Don’t know what to buy friends and family this year? Give your loved ones the gift of security and peace of mind this holiday season: gifts that the state of Texas and our Republican officials have failed to give us year after year after year. They’re more of a coal-focused crowd.
Unless you’ve been living in a cave all year (this might have actually been a good year to live that cave life), you’ve heard the countless reports that confirm the Texas power grid is still not fixed.

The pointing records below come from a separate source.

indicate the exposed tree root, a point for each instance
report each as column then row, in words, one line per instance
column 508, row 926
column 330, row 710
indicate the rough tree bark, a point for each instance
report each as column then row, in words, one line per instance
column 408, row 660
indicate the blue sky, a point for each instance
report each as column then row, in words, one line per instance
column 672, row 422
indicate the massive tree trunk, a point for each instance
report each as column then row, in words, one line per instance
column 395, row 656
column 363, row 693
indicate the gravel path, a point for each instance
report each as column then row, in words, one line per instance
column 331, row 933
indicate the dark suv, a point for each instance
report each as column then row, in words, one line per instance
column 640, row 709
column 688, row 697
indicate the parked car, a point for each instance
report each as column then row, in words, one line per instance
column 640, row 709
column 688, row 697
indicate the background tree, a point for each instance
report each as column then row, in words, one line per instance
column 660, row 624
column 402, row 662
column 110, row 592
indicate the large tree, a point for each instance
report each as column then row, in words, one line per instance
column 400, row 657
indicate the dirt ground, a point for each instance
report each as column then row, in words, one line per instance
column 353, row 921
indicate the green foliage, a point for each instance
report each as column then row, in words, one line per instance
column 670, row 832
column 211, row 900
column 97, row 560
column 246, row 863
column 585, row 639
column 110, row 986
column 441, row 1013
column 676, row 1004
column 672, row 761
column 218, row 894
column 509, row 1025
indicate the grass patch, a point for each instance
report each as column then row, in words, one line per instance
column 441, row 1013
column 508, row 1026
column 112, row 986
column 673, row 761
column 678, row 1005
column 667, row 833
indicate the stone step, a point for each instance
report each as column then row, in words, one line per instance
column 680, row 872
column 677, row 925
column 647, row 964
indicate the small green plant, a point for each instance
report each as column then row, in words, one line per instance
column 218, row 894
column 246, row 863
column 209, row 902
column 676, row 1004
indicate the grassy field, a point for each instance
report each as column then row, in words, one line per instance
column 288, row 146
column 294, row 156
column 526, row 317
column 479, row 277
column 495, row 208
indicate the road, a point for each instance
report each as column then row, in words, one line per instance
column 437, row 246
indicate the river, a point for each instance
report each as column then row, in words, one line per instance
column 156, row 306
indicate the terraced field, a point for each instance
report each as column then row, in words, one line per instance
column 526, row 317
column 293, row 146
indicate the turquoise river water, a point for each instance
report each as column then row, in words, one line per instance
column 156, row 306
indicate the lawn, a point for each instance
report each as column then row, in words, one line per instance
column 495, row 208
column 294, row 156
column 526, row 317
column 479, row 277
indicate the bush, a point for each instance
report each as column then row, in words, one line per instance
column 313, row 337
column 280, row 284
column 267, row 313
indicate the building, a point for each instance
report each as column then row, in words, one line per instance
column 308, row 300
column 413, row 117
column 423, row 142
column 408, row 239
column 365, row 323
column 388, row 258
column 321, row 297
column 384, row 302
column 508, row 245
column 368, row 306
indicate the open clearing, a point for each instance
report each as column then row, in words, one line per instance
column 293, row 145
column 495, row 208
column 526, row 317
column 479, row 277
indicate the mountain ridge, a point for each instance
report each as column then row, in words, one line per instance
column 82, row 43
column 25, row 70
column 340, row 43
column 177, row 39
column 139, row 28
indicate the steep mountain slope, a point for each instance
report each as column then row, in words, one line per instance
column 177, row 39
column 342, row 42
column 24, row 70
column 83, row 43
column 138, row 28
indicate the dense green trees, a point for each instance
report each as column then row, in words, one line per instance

Here’s a list of holiday gift ideas to help prepare your loved ones for the next Texas blackout:
1. Portable solar chargers
Great news: Even though Republicans don’t believe in renewable energy, unlike Santa and Ted Cruz’s dignity, it’s actually real! Spoiler alert: this gift idea list is not suitable for children or adults with hope.
2. Canned goods
Grocery stores can easily run out of essentials during a blackout. Your friends will be so happy you gifted them a can of delicious fine tuna (don’t buy the “light” version, this isn’t the gift to skimp on even further than you already have) in the middle of a snow storm. Added bonus: Include a card with the can that reads “Don’t forget to open up a can of whoop-ass on Abbott at the polls in 2022!”
3. Giant jugs of water
Ever get anxious about picking out the right wine to bring over to a friend’s holiday party? Fret no further! Water is the MUST HAVE this holiday season to prepare for boil water notices, water outages, and broken pipes.
4. Beer
We’re not going to completely eliminate alcohol as a gift. It’s actually the gift that keeps on giving! What else keeps you hydrated, warm, and blurs the worries away? Plus it keeps you full. What shortage of food?! The amount of carbs in beer is like having bubbly bread in a bottle!
5. 48-pack of toilet paper
As families find themselves in a rush to eat all of the food in their home before it spoils, something expired is bound to get eaten. Make sure trips to the bathroom don’t become even more unfortunate by giving your friends the gift of a well stocked bathroom closet. They’ll thank you from the bottom of their bums.
6. Board games
When there’s any down-time from trying to stay alive, keep the holiday cheer alive with a game of Scrabble or Clue. Refocus from the anxiety of watching the world outside collapse by destroying friendships or family relationships inside with Monopoly.
7. Seeds
Your friends can enjoy themselves planting seeds to grow their own food at home (instead of fighting long grocery lines) as they also plant the seeds of indignation and rage at a dysfunctional state that produces more ex-governor Dancing With the Stars contestants (Rick Perry) than functioning electric grids.
8. Tae Bo workout videos
A lot of folks are looking to get back in shape for the new year. Now there are many reasons for getting one’s body moving and here at Progress Texas, we are proudly body positive. Which is why we feel the best reason to give the gift of fitness through martial arts, is to prepare to fight off squirrels and other wild animals who will try and steal food from a garden intended for your family during a black-out.
9. Charcoal/wood burning grill
No offense to Hank Hill and his propane accessories, but when the propane runs out, the only other way to keep warm (besides fighting off squirrels) is to make a fire using what we have in our backyards like broken tree branches. Because unfortunately - all of our deregulated guns won’t keep us warm.
10. Power generator
Our state doesn’t know how to keep the lights on during an emergency but you can give your friends the gift of electricity. With or without a power generator to look after your home and loved ones the way the government never has, the greatest gift of all is to remind friends and family that it’s always been people power and community support that have gotten us through our state’s tragedies.